The drastic fall in price was well supported by the volume price trend indicator. A trader may enter short trades when the price action is supported by the volume price indicator.
But more than confirmation the traders look for divergence. If the price action and the volume price trend indicator is not in agreement with other regarding directions, a divergence occurs.
The divergence can be either bullish or bearish.
Let us look at the chart below. The price is making higher highs. A trend line shows that the price is trending upwards. But in the lower panel, the VPT tells us a different story. The VPT is making lower highs. It shows that the VPT is in disagreement with the price movement.
Volume being the prime factor behind any price trend, a divergence will ultimately lead the price to move in other way. A trader, after seeing this divergence, will not ride the wave and wait for the price to come down ultimately.
At the end, we can see the price comes down ultimately. The divergence is a clear warning sign. Traders look for these divergence signals.
Let’s now move to another example.
Shown below is a candlestick chart with price and VPT indicator. Two trend channels have been drawn. One on price and another on the VPT indicator.
The trend channel on price shows an upward sloping trend. It means the price is uptrending. But the channel below shows the volume price trend indicator on which the trend channel is slightly flat.
The slope of the two trend channels is not similar. This feature tells us about the divergence.
Though the divergence is not very strong. Divergence means a disagreement between price and volume price trend indicator. With such disagreement, it is accepted that the uptrend is weak and will not last.
Example of Volume Price Trend Indicator
The VPT indicator or the price volume trend indicator helps determine the trend strength of price.
In the following candlestick chart, we can see the daily chart of Bharat Heavy Electricals Ltd.

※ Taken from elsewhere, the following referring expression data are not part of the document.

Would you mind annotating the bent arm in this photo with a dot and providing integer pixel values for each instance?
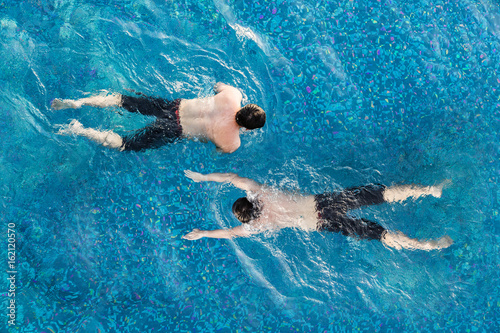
(245, 184)
(238, 231)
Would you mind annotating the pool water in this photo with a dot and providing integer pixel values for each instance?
(356, 92)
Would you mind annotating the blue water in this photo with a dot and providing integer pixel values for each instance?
(356, 92)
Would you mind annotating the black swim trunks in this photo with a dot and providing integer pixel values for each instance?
(165, 129)
(332, 211)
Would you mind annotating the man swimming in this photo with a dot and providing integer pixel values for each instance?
(266, 208)
(217, 119)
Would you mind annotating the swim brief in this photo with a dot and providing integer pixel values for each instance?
(332, 211)
(165, 129)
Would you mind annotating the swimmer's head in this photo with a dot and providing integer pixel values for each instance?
(251, 116)
(246, 210)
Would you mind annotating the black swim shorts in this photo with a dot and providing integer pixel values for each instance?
(332, 211)
(165, 129)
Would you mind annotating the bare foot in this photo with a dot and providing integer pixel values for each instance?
(74, 127)
(59, 104)
(398, 241)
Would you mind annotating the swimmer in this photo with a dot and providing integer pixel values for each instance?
(267, 209)
(217, 119)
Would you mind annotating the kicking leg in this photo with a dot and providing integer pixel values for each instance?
(402, 192)
(399, 240)
(108, 139)
(101, 101)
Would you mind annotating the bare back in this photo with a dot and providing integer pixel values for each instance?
(213, 118)
(285, 210)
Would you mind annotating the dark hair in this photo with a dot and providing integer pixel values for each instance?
(245, 210)
(251, 116)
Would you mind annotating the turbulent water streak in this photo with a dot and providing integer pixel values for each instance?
(356, 92)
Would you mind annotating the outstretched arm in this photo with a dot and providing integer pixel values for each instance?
(245, 184)
(238, 231)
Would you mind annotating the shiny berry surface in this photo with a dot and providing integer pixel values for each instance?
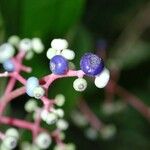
(59, 65)
(91, 64)
(8, 65)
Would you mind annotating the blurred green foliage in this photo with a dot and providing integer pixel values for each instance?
(83, 22)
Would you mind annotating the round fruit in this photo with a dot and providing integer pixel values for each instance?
(8, 65)
(59, 65)
(91, 64)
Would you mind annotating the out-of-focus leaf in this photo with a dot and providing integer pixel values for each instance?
(54, 17)
(40, 18)
(132, 57)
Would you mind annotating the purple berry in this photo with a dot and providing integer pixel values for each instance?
(59, 65)
(8, 65)
(91, 64)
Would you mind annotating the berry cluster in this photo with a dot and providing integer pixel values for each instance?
(50, 113)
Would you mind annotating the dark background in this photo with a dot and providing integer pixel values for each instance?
(123, 24)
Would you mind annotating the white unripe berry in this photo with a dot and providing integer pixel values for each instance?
(51, 53)
(59, 113)
(12, 132)
(44, 114)
(51, 118)
(68, 54)
(14, 40)
(25, 45)
(78, 119)
(3, 147)
(37, 45)
(61, 124)
(10, 142)
(102, 79)
(6, 52)
(60, 100)
(43, 140)
(59, 44)
(31, 105)
(38, 92)
(80, 84)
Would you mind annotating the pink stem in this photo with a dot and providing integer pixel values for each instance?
(4, 100)
(52, 77)
(2, 135)
(18, 123)
(95, 122)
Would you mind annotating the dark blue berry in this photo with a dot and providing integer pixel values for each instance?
(91, 64)
(59, 65)
(8, 65)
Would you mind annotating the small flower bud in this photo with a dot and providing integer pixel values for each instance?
(25, 45)
(60, 100)
(51, 118)
(31, 105)
(12, 132)
(80, 84)
(37, 45)
(38, 92)
(68, 54)
(59, 44)
(102, 79)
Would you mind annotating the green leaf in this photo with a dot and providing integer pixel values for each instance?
(130, 58)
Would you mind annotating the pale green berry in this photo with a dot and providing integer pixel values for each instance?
(102, 79)
(31, 105)
(59, 44)
(25, 45)
(51, 118)
(12, 132)
(60, 100)
(61, 124)
(51, 53)
(43, 140)
(80, 84)
(38, 92)
(68, 54)
(37, 45)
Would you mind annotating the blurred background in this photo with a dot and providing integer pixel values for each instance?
(118, 31)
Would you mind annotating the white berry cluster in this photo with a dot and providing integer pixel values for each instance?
(33, 88)
(10, 140)
(55, 115)
(60, 47)
(28, 45)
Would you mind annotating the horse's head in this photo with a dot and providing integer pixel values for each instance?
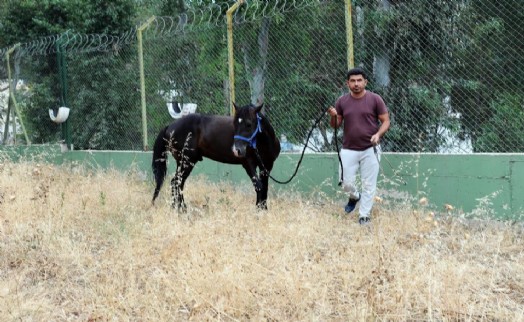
(247, 127)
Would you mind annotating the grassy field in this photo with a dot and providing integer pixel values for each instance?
(88, 246)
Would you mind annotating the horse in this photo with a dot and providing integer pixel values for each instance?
(247, 139)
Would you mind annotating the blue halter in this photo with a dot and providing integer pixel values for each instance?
(252, 139)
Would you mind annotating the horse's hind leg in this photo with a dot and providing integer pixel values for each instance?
(264, 180)
(177, 186)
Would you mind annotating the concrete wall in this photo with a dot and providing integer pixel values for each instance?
(484, 184)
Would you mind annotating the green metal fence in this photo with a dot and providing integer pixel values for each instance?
(451, 73)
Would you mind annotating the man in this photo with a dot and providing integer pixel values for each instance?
(366, 120)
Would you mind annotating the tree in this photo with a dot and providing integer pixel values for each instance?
(489, 80)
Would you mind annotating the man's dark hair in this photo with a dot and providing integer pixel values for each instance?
(356, 71)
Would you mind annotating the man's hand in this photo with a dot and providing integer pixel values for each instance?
(332, 111)
(375, 139)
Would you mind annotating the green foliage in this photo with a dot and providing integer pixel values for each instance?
(503, 132)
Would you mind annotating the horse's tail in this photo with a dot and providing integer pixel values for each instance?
(159, 163)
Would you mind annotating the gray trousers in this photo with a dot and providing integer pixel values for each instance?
(367, 162)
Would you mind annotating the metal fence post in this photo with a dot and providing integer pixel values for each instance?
(12, 96)
(231, 59)
(349, 35)
(142, 80)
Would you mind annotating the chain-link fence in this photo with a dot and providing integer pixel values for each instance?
(450, 72)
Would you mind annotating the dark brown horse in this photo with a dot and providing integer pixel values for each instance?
(247, 139)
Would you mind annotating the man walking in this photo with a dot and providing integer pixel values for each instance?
(366, 120)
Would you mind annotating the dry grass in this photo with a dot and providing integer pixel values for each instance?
(84, 246)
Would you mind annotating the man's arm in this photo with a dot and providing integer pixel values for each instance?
(335, 119)
(384, 127)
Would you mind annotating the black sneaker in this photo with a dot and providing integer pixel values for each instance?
(352, 203)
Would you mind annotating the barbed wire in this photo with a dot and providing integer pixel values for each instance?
(213, 14)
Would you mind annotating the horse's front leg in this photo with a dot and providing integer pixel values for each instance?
(264, 182)
(177, 185)
(251, 170)
(177, 192)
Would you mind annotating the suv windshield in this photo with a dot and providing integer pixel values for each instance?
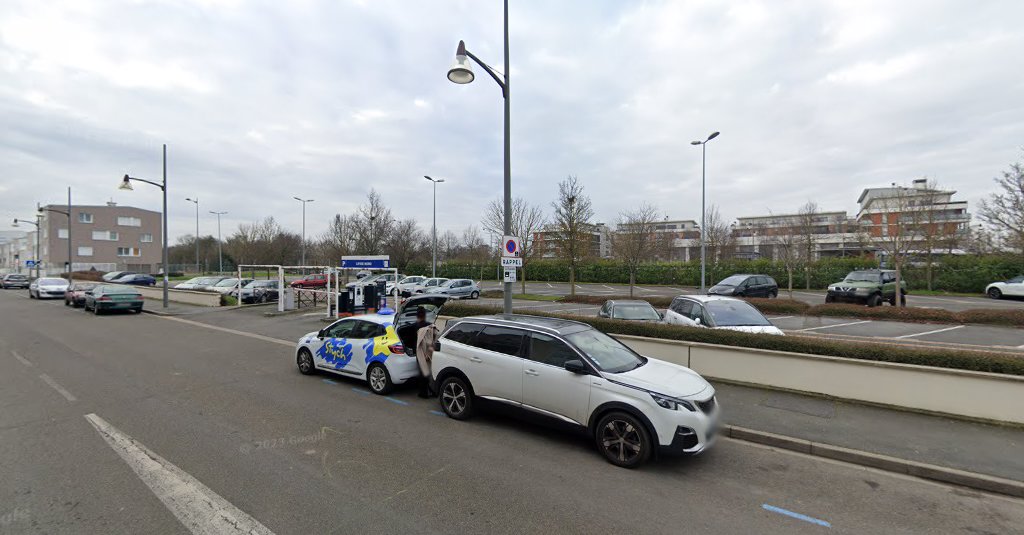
(728, 313)
(608, 354)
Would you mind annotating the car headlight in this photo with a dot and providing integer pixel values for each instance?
(673, 404)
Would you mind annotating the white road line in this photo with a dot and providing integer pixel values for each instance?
(232, 331)
(830, 326)
(197, 507)
(60, 389)
(20, 359)
(931, 332)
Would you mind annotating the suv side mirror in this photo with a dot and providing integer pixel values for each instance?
(577, 366)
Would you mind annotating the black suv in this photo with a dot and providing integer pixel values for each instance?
(745, 286)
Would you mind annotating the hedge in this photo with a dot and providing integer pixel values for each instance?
(972, 361)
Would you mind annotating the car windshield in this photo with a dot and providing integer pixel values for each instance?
(862, 277)
(608, 354)
(735, 280)
(729, 313)
(635, 312)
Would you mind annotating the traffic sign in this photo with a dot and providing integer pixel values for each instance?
(510, 247)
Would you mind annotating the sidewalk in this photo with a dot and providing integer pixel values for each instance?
(980, 448)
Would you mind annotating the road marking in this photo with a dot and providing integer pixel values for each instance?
(197, 507)
(49, 380)
(20, 359)
(830, 326)
(232, 331)
(931, 332)
(797, 516)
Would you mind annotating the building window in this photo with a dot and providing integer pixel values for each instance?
(104, 236)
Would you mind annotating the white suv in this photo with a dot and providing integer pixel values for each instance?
(632, 406)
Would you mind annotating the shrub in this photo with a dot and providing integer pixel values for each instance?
(972, 361)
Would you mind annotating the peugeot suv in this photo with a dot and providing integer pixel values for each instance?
(631, 406)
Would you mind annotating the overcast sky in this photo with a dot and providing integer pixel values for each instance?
(259, 101)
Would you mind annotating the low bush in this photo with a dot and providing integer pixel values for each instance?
(972, 361)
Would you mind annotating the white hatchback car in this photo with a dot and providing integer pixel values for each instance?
(377, 347)
(718, 312)
(632, 406)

The VPT indicator is shown in the lower panel of the chart window.
The VPT here is in agreement with the price movement of the stock. Therefore, there doesn’t exist any divergence.

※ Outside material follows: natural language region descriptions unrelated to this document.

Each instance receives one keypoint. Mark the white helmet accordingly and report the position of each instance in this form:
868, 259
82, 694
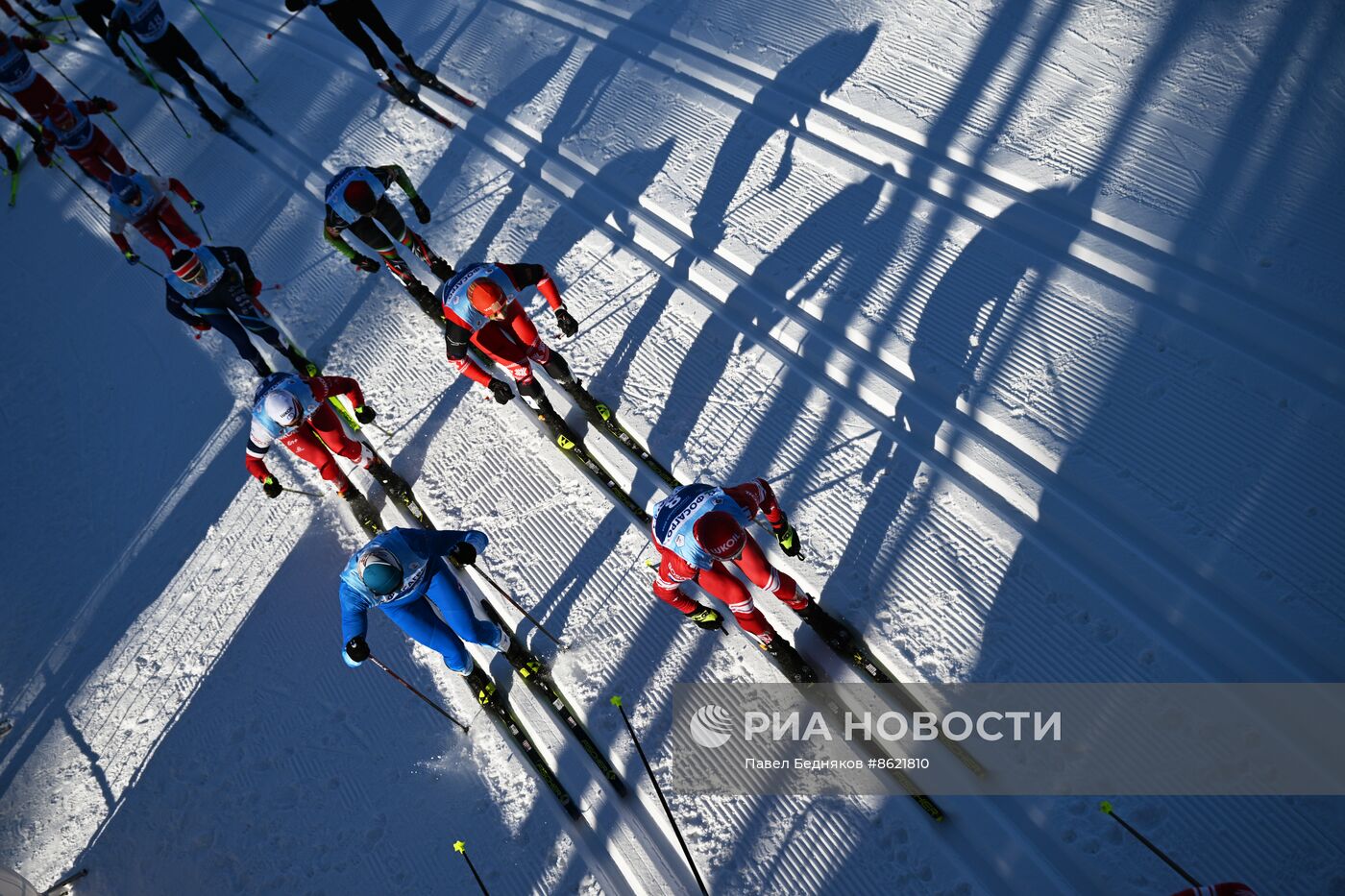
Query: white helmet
284, 408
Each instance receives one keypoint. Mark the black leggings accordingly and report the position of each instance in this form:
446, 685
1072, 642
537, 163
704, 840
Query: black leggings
349, 15
374, 237
171, 51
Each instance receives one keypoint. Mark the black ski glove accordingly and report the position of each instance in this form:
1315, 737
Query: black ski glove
463, 553
565, 322
787, 536
501, 389
356, 648
706, 618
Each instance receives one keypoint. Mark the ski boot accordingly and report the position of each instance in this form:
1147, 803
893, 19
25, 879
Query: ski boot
392, 483
365, 513
524, 662
483, 689
419, 291
414, 70
545, 410
829, 628
795, 667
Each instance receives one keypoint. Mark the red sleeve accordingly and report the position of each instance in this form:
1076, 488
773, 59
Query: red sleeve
672, 572
181, 190
342, 386
756, 496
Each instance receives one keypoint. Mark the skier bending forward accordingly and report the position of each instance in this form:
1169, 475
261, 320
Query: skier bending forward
282, 403
698, 529
403, 572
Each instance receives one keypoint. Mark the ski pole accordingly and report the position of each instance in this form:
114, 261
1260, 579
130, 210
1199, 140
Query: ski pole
461, 848
1106, 811
62, 170
226, 43
292, 16
616, 701
155, 85
110, 117
412, 688
515, 604
66, 880
70, 22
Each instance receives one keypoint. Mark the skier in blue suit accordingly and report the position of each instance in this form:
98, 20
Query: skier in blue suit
403, 572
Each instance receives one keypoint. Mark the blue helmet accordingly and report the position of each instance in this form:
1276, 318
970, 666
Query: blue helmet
123, 186
379, 570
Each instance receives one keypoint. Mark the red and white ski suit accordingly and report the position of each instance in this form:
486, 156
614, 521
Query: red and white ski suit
319, 437
753, 496
160, 215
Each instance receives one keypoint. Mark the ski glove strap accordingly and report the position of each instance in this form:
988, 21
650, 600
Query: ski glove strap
356, 650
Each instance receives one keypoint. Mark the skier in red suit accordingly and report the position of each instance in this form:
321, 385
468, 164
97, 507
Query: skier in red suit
70, 128
282, 405
698, 530
480, 308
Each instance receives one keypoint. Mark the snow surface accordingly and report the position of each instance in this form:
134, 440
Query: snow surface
1031, 309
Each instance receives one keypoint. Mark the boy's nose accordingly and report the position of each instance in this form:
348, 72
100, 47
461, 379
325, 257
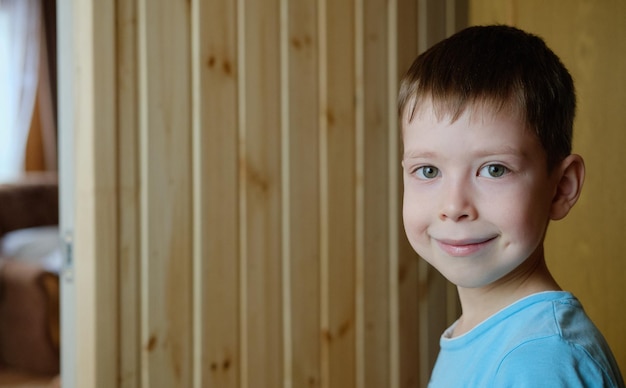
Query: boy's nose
456, 203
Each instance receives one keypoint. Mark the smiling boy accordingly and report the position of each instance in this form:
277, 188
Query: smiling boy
487, 119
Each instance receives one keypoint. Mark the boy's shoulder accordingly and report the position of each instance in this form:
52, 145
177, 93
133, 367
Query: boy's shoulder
544, 338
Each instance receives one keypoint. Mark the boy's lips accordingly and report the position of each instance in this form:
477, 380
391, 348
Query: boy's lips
460, 248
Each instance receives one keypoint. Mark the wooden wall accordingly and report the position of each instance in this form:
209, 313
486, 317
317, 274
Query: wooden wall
238, 195
585, 251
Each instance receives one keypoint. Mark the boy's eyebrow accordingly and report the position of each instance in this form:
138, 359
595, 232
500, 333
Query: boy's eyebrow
412, 154
501, 150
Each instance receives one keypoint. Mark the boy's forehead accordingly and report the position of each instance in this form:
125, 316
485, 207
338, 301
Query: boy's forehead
479, 111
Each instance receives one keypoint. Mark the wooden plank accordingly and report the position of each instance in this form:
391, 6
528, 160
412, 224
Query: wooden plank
375, 180
215, 159
95, 249
165, 125
341, 185
128, 178
260, 190
303, 193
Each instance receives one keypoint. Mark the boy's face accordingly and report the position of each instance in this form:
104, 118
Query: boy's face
477, 193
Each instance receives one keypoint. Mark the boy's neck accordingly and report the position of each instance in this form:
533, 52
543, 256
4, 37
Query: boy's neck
479, 304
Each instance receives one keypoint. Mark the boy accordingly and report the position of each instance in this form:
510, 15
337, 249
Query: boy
487, 126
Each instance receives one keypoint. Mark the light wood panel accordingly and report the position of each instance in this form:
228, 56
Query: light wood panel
165, 193
585, 250
256, 207
96, 233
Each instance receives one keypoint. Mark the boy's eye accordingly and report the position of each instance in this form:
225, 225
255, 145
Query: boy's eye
427, 172
493, 171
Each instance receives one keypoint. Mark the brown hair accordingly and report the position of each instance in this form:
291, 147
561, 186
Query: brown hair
505, 67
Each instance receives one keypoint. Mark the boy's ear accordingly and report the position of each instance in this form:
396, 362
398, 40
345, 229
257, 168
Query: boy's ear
572, 175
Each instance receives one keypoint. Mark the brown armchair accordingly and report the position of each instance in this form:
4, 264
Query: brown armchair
29, 290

Trading with the Volume Price Trend
Signal Line Crossover
We can use a signal line for creating trade signals. Using the moving average of the indicator, we can create a signal line.
If the VPT indicator goes over the line, we can use that as an entry point for a bullish trade.
And if the VPT indicator crosses the signal line from above, we can use that for a short trade or an exit from a bullish position.
We can use the price-VPT agreement as trend confirmation.
ADX with VPT
ADX indicator can be used in conjunction with VPT for trend confirmation. We will use moving average crossovers for trades in this case, as described below.
Trading with MA or EMA
We can use the moving average crossover for trade. For example, if a 20-day EMA crosses the 50-day EMA from below and the VPT also rises, we can use that as a bullish trade entry signal.
Read more: What is EMA?
A bearish trade can be taken if the 20-day EMA goes below the 50-day EMA line with a falling VPT.
On Balance Volume vs Volume Price Indicator
the OBV and VPT are similar indicators. But there is a slight difference. In OBV, a cumulative volume is added to the indicator, regardless of whether the price goes up by a point or by a large amount.
But in VPT, a small percentage of volume is added if the price change is small and a large percentage is added if the price change is large.
The price volume trend is quite important in determining a stock’s direction of movement or deciding a price trend. Price movement in conjunction with the change in volume proves to be a deciding factor.
For this reason, the price volume trend indicator (PVT) or the volume price trend indicator (VPT), which are the same indicator, plays a significant role in technical analysis.
The on-balance volume indicator and the volume price trend indicator are quite similar. But, as a cumulative volume is added in OBV, the VPT is considered to be more accurate. Because, as we explained earlier, in VPT a percentage of volume is added as per change in price.
A trader should keep the VPT in the technical indicators kit and use it as required.